The Arches, Glasgow
The fertile noise scene on Instal’s own doorstep has made this offshoot
festival a welcome addition. 11 acts are on show in two late night slots
following the main Instal festival, and added a speakeasy frisson to
proceedings. Positioning them in The Arches public bar, awash with pop-eyed
clubbers, makes for an at times uneasily tense mix. The abysmal sound on the
first night doesn’t help matters, though neither does opening with the scratchy
phutterings of Edinburgh duo Usurper, whose barely audible exercise with
‘disabled’ instruments are pretty much lost to the babble.
There’s no danger of
that with Jazzfinger’s martial slabs of sound, and any subtleties inherent in
the primitive analogue wail of female duo Hockyfrilla (it’s Swedish for mullet)

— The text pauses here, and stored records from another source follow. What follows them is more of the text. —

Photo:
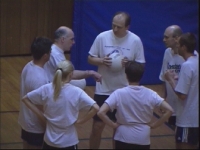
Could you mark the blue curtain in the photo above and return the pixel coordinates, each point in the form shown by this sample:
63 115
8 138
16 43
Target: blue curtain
149 19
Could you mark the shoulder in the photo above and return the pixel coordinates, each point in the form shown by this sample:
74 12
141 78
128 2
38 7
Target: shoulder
133 35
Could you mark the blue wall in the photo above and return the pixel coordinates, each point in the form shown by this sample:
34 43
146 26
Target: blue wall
149 20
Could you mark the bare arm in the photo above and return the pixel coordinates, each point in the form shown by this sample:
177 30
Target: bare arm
102 114
99 61
89 115
79 74
35 110
171 79
167 113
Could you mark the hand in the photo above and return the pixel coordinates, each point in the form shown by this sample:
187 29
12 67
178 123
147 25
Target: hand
124 61
151 125
95 75
169 75
107 61
116 125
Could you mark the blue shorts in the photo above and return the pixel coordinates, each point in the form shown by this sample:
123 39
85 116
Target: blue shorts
35 139
100 99
46 146
187 135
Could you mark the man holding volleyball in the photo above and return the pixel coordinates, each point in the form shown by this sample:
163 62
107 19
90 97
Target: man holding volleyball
122 41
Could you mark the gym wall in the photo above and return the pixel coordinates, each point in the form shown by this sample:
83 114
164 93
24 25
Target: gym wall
149 20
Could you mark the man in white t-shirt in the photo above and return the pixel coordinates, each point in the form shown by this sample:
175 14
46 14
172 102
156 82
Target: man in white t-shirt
126 43
172 61
64 40
33 76
187 89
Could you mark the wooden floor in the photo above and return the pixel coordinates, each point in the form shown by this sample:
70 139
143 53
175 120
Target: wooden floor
11 67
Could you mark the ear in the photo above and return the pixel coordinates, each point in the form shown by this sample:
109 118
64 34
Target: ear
127 27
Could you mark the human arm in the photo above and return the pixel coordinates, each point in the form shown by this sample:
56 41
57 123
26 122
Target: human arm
102 114
89 114
99 61
167 113
171 78
35 109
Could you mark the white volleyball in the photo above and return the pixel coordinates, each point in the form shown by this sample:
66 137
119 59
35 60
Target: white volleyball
79 83
116 61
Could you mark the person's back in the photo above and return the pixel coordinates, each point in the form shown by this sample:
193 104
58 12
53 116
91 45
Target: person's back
61 102
129 46
32 77
134 105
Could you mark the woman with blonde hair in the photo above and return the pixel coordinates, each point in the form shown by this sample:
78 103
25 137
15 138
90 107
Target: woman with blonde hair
61 103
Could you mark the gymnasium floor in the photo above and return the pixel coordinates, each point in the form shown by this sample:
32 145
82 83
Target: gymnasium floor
11 67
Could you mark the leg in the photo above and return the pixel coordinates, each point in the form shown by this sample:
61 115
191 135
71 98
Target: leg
185 146
187 138
28 146
95 137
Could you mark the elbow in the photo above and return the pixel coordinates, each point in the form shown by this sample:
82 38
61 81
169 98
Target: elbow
89 61
96 108
99 114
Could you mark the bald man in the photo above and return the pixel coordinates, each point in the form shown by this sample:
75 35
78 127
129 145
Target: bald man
120 40
63 41
172 61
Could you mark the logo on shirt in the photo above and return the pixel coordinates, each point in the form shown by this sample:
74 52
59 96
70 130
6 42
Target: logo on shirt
175 67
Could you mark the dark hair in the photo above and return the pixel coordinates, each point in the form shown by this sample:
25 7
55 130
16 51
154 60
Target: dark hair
40 46
128 18
189 40
177 32
59 33
134 71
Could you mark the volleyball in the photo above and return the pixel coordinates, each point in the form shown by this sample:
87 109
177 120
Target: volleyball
116 61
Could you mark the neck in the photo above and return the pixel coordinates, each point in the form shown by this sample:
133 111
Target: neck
39 63
59 45
187 55
134 83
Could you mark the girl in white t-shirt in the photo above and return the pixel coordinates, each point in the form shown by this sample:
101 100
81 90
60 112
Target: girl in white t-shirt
61 103
134 105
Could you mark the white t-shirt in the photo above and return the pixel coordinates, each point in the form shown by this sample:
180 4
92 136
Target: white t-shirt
57 55
173 62
129 46
135 105
32 77
62 113
188 83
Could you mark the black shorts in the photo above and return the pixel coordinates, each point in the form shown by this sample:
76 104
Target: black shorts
172 120
35 139
100 99
46 146
187 135
122 145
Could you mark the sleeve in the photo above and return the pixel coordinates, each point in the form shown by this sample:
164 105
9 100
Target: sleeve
184 81
157 100
140 51
112 101
164 67
37 96
95 48
85 101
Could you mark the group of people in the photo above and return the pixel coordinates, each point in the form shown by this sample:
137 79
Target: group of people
52 91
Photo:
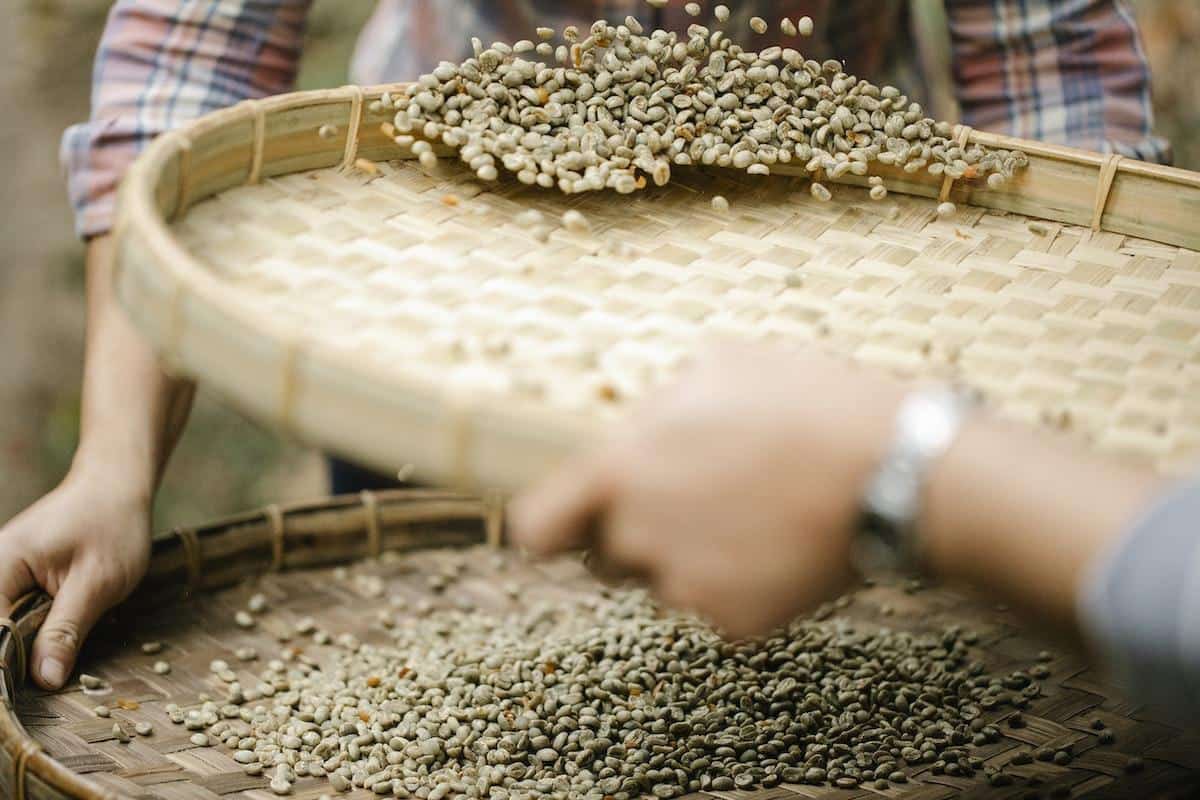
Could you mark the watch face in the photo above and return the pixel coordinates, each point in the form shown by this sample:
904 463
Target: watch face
876 547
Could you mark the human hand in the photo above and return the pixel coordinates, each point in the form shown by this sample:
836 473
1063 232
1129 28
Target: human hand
733 492
88 545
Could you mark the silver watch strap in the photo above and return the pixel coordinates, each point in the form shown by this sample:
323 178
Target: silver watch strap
927 425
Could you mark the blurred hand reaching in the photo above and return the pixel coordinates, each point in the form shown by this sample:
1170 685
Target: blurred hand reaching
88 545
733 492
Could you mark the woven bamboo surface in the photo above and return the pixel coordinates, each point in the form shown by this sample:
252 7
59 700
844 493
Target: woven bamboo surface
199 627
407 318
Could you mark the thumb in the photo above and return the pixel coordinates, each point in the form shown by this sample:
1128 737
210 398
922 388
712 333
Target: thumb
555 516
76 609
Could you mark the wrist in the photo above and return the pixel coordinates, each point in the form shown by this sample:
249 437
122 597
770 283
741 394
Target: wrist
123 474
895 494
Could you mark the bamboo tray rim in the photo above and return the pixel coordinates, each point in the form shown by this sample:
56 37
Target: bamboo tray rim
461 421
178 561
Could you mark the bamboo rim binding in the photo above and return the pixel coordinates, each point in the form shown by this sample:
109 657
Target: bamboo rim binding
316 534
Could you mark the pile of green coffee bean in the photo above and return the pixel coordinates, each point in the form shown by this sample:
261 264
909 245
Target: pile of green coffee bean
615 107
606 696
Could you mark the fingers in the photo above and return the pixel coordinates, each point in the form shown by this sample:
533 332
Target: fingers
561 513
76 609
15 581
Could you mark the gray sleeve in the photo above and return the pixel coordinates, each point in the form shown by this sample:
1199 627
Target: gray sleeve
1140 605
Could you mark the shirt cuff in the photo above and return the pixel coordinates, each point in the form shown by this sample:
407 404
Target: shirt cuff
94 172
1140 603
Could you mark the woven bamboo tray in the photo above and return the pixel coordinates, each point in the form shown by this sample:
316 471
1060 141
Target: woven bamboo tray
52 746
400 318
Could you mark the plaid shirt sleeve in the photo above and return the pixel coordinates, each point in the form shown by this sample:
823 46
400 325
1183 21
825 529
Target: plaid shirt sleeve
162 62
1063 71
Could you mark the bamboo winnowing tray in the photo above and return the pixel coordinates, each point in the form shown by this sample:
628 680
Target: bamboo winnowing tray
399 317
54 747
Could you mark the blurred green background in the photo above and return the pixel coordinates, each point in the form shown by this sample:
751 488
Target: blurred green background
225 462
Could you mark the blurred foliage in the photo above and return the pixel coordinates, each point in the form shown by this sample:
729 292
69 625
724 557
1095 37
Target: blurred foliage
225 462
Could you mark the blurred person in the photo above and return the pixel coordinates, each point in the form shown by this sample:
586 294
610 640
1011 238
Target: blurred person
1067 71
753 489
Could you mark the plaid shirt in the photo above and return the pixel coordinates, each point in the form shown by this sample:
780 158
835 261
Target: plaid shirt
1068 71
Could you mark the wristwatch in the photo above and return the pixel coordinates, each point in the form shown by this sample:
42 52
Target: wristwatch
927 423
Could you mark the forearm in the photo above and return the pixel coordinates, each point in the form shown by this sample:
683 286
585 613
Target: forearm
1024 516
132 411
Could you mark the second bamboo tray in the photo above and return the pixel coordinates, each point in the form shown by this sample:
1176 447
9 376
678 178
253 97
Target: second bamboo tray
54 747
395 317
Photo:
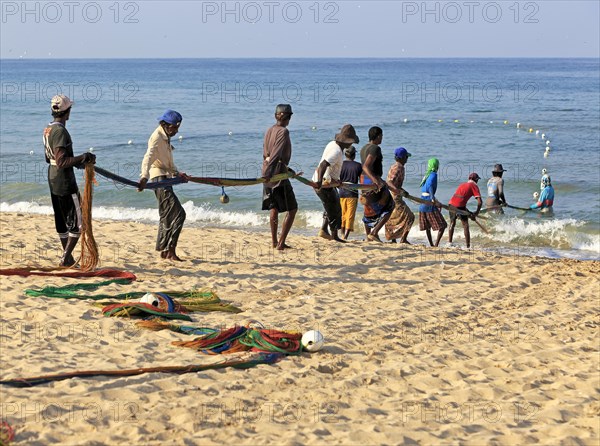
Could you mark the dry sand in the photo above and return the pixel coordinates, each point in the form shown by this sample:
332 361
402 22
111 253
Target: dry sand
423 346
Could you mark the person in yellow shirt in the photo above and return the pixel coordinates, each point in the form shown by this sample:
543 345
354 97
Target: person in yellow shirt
158 165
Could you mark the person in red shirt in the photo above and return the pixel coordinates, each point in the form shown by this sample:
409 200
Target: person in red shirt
459 201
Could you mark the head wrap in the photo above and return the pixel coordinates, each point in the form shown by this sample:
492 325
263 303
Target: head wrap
432 166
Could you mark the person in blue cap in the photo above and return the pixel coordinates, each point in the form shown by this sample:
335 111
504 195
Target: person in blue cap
546 198
158 165
402 218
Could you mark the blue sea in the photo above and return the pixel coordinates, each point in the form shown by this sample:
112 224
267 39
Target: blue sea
469 113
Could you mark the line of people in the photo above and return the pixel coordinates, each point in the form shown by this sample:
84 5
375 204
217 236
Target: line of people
384 206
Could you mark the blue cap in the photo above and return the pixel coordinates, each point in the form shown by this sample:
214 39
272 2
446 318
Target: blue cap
171 117
401 152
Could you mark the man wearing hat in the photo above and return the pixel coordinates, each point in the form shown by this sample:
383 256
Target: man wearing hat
279 196
402 218
377 204
351 171
495 199
58 150
327 176
158 165
459 200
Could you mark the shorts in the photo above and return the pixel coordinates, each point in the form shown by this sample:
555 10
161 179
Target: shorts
281 198
349 206
432 220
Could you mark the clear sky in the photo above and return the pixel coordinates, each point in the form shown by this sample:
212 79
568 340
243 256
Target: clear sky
201 29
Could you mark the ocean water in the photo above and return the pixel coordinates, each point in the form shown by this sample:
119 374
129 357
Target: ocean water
462 111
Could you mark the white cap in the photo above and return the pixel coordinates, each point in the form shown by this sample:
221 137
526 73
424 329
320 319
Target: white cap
61 103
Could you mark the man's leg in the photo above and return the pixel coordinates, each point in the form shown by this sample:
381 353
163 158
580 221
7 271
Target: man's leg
285 229
467 232
274 223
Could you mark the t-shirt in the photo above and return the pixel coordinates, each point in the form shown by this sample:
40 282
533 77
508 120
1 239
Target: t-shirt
333 155
277 151
350 173
61 181
428 191
463 193
375 151
495 187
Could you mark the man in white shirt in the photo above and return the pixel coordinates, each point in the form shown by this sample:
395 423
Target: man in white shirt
158 165
327 176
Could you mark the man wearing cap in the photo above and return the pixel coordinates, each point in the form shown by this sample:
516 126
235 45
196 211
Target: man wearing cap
328 174
158 165
495 199
377 204
279 196
546 198
350 173
58 150
402 218
459 200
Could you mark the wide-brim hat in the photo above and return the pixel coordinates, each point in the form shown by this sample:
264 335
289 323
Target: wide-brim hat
60 103
347 135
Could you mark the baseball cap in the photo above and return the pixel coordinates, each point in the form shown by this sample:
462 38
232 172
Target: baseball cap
60 103
284 108
171 117
401 152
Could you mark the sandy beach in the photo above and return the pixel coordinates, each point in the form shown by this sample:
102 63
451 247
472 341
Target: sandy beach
423 346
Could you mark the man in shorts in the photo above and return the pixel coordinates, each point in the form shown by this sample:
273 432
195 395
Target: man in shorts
66 202
459 201
279 196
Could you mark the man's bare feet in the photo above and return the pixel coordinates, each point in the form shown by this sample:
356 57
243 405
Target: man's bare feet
324 234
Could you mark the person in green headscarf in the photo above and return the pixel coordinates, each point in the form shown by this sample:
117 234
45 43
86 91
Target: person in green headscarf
430 216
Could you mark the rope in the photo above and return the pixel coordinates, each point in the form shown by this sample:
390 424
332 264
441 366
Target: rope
242 362
65 272
89 248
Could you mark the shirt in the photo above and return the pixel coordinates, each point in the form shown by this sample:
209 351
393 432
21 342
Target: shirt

are stampeded over by their collaboration with Muscletusk’s relentlessly
pounding sludge. Squeezed into 20 minute slots, there’s an ad hoc urgency to
such collaborations, and pairing Wounded Knee’s vocal loops with Noma’s
overriding drone, and Shareholder’s abrasive clang with Nimrod 33, there’s a
sense that everybody has to have a turn.
The brilliantly monikered Kylie
Minoise closed the night with a short sharp shock of slobbering one-man aural
hara-kiri and gonzo pantomime nihilism. The sound improves considerably for
night two, opened with an Industrial Dr Phibes organ vibe in a collaboration
between Birds of Delay and Nackt Insecten. Brighton female trio Polly Shang
Kuan Band’s sonic mouth music plugs into similar territory pursued by Double
Leopards, and Ben Reynolds’s solo guitar shimmers with a shy cheek. Any
reticence displayed, however, looks like rock star posturing compared to
brother-sister duo Red Kites, whose gossamer-thin folk whine finds them facing
away from the audience. To close, Opaque’s normally solo guitar FX is expanded
to a tooled-up quintet of masked bandits for a brief, unpunctuated burst that
defines Infest as a slow pincer movement towards Instal’s centre.